Medicines as Subjects: A Corpus-Based Study of Subjectification in Antimicrobial Resistance (AMR) Policy
Gabriela Saldanha
In: Corpus-based Studies across Humanities
https://doi.org/10.1515/csh-2023-0013
OPEN ACCESS
Abstract
The concept of subjectification plays a key role in Foucault’s theory of governmentality and has been an important tool for the analysis of policy discourses, for example, in the form of Bacchi’s (2009. Analysing Policy: What’s the Problem Represented to Be? Frenchs Forest, N.S.W.: Pearson Australia) ‘What’s the problem represented to be?’ methodology. In this article, I demonstrate how corpus analysis can complement Bacchi’s methodology to offer a systematic and sophisticated account of subjectification processes in policy discourse, using Antimicrobial resistance (AMR) policy as a case in point. I combine Bacchi’s methodology with van Leeuwen’s (2008. Discourse and Practice: New Tools for Critical Discourse Analysis. Oxford Studies in Sociolinguistics.
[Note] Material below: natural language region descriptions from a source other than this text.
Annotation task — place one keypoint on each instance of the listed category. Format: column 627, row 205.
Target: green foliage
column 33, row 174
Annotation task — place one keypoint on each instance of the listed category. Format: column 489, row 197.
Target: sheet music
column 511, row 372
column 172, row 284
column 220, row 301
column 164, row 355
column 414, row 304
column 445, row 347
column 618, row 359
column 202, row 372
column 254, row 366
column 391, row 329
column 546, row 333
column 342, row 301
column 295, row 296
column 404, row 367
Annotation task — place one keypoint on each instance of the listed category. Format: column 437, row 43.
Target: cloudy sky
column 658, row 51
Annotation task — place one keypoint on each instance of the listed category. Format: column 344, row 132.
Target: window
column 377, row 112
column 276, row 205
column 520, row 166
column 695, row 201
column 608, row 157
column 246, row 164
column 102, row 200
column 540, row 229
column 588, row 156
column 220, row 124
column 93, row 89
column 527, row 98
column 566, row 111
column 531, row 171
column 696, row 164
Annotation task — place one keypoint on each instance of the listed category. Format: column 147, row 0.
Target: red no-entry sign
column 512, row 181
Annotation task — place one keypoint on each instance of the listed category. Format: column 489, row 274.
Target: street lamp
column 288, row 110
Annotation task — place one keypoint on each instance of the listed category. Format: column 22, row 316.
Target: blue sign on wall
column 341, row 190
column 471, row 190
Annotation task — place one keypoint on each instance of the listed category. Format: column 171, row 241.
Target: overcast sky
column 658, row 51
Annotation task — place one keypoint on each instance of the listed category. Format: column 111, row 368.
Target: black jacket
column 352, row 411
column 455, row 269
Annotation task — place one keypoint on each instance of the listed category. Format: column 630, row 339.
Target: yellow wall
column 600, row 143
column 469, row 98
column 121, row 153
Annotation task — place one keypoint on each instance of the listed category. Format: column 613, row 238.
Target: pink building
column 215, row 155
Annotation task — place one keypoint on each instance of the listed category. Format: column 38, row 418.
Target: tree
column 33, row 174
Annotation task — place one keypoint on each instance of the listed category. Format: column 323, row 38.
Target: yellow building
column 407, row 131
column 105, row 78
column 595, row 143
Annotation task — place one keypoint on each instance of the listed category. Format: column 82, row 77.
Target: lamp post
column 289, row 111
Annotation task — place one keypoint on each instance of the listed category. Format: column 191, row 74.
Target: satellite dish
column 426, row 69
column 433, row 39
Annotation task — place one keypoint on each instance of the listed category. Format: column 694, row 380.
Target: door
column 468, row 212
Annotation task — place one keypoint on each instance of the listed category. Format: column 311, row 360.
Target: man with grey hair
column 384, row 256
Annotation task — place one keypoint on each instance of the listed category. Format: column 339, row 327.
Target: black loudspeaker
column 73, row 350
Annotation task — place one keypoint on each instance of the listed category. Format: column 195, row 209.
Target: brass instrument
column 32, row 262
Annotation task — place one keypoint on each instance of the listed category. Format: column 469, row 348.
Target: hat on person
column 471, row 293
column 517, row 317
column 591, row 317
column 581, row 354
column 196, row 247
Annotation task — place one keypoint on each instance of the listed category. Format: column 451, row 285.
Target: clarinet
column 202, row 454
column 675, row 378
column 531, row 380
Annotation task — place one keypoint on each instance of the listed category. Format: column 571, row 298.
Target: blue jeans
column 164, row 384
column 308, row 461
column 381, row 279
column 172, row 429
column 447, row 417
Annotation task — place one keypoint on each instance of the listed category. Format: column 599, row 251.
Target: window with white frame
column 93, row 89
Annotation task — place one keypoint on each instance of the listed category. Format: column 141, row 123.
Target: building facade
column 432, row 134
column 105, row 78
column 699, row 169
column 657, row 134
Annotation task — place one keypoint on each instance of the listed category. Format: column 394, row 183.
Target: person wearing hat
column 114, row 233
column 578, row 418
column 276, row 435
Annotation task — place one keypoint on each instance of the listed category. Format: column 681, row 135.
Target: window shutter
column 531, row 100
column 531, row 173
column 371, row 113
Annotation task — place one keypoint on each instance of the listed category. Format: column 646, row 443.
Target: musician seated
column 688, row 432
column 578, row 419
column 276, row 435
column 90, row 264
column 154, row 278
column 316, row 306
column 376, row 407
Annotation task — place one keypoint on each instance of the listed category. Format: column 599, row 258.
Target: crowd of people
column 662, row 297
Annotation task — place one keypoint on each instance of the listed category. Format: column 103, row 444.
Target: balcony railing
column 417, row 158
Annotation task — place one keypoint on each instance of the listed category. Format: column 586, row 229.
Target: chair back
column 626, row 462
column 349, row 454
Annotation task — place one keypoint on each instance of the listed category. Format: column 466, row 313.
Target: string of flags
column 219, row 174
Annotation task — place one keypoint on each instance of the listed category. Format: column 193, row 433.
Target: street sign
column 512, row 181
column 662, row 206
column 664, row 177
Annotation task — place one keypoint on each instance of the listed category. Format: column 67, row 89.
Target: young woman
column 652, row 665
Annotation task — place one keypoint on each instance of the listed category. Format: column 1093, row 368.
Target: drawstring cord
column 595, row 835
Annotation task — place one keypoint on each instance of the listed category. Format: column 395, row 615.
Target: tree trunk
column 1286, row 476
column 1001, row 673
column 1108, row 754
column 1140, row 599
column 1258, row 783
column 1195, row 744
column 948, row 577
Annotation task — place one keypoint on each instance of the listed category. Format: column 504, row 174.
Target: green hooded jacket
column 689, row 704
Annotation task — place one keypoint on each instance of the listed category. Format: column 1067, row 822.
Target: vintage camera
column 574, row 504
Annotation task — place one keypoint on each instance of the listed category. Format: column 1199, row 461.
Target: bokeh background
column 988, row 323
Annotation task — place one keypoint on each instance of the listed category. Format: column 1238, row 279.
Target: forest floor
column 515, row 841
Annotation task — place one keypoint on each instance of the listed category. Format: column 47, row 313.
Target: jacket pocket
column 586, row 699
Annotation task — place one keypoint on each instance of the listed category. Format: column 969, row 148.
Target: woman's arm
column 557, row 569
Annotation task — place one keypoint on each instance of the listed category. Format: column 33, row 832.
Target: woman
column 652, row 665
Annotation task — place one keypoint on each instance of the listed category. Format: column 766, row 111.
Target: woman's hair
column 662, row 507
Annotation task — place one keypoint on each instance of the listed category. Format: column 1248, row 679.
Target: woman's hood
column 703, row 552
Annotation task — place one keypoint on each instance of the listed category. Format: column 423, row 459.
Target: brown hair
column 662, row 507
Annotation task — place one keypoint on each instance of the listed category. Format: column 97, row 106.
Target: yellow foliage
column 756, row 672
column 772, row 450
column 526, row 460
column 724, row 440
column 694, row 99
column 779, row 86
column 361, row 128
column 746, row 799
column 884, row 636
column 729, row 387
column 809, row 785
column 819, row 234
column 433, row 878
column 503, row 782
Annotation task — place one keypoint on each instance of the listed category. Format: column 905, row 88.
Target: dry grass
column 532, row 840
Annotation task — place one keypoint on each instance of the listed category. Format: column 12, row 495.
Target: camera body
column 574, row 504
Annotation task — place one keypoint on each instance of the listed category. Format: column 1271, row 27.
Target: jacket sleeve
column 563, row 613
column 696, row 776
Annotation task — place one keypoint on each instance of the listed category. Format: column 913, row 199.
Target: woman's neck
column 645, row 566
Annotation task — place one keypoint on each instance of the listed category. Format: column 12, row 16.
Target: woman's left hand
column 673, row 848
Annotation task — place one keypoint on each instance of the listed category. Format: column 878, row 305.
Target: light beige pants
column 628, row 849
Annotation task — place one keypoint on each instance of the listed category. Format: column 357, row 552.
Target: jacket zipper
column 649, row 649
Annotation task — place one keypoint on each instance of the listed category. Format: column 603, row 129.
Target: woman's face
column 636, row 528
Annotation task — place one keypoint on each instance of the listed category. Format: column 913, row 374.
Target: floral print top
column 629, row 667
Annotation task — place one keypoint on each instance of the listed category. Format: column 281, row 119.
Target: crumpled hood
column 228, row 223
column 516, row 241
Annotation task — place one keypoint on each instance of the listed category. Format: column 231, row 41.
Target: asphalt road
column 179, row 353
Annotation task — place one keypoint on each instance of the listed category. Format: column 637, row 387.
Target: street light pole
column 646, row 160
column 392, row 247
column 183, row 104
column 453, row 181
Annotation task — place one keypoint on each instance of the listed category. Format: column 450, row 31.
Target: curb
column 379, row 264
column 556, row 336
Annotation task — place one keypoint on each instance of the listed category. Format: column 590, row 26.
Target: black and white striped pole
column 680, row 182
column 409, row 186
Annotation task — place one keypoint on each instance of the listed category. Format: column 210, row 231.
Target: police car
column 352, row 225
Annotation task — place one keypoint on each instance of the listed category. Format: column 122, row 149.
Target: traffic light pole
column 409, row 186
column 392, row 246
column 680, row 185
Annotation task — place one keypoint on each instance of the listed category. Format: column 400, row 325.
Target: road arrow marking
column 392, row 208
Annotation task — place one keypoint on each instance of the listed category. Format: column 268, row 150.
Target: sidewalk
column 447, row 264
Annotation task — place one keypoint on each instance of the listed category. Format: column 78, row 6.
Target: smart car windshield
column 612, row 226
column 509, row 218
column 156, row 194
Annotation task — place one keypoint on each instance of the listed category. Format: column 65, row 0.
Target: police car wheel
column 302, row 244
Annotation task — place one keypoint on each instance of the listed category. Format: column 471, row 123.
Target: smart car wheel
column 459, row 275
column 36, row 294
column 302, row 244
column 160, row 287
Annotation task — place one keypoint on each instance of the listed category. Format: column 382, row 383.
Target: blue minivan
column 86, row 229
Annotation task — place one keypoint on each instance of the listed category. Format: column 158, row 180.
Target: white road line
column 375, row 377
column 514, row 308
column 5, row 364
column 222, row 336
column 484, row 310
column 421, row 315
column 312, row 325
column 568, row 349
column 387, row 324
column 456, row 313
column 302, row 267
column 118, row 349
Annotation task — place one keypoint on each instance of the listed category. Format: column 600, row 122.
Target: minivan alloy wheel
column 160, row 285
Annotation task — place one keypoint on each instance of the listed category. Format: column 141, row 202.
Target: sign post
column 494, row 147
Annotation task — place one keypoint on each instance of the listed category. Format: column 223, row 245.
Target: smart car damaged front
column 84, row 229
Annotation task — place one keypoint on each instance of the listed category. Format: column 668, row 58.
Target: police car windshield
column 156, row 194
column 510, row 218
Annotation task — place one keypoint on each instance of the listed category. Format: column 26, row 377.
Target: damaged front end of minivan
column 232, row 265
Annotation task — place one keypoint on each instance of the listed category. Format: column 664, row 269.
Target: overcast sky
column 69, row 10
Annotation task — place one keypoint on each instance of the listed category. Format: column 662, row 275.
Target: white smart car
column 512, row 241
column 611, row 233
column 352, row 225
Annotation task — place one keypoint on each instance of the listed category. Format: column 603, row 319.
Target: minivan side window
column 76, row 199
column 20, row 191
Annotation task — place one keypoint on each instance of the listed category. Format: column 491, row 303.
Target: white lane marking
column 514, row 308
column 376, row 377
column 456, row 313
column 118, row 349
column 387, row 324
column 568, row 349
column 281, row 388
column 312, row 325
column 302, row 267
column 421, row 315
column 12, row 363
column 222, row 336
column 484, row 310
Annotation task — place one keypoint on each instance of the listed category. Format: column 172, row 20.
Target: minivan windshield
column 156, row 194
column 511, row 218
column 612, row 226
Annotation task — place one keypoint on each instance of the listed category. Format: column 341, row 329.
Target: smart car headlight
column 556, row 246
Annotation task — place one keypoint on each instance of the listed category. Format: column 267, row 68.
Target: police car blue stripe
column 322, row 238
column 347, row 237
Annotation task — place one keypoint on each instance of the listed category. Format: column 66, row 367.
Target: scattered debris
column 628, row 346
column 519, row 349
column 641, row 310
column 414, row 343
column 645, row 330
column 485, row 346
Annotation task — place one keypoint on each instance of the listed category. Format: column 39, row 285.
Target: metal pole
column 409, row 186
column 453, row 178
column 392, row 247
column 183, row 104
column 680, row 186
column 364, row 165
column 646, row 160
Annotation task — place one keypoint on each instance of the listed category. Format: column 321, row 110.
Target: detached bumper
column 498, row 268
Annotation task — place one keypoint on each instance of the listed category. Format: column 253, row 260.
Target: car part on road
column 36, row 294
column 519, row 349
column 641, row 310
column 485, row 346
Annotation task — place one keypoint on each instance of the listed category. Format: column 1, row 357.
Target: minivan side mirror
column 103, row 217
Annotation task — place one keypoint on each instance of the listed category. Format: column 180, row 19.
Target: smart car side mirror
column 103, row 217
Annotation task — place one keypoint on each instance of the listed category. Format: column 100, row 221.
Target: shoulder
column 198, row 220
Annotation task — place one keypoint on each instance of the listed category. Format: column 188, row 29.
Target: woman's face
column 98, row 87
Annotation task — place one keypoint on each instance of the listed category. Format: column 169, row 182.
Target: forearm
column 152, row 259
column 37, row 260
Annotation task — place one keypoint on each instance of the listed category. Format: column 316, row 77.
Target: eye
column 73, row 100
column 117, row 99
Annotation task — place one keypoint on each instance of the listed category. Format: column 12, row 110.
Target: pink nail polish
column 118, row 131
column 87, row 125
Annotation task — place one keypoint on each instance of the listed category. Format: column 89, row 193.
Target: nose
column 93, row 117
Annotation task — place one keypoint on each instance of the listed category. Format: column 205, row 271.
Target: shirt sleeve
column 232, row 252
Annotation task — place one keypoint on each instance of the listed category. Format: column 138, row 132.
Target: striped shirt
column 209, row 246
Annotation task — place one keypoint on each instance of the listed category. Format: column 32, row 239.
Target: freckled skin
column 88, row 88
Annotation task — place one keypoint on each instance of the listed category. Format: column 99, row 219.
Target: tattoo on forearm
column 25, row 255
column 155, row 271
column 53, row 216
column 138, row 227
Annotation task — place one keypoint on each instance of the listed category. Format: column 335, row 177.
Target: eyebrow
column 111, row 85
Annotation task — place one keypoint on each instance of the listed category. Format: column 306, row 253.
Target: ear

Oxford: Oxford University Press) linguistic framework for the analysis of discourse as social praxis, and argue that both Bacchi and van Leeuwen’s methodologies contain an important limitation, which is the assumption that agency is necessarily human. Drawing on anthropological theories of agency, I propose a broader concept of subjectification which includes the process whereby human agency is represented as things. From this perspective, another reading of the results emerges, in which the main subjects are medicines, and the aim of the policy is to save medicines.
Keywords: medicines, subjectification, antimicrobial resistance (AMR), policy Analysis.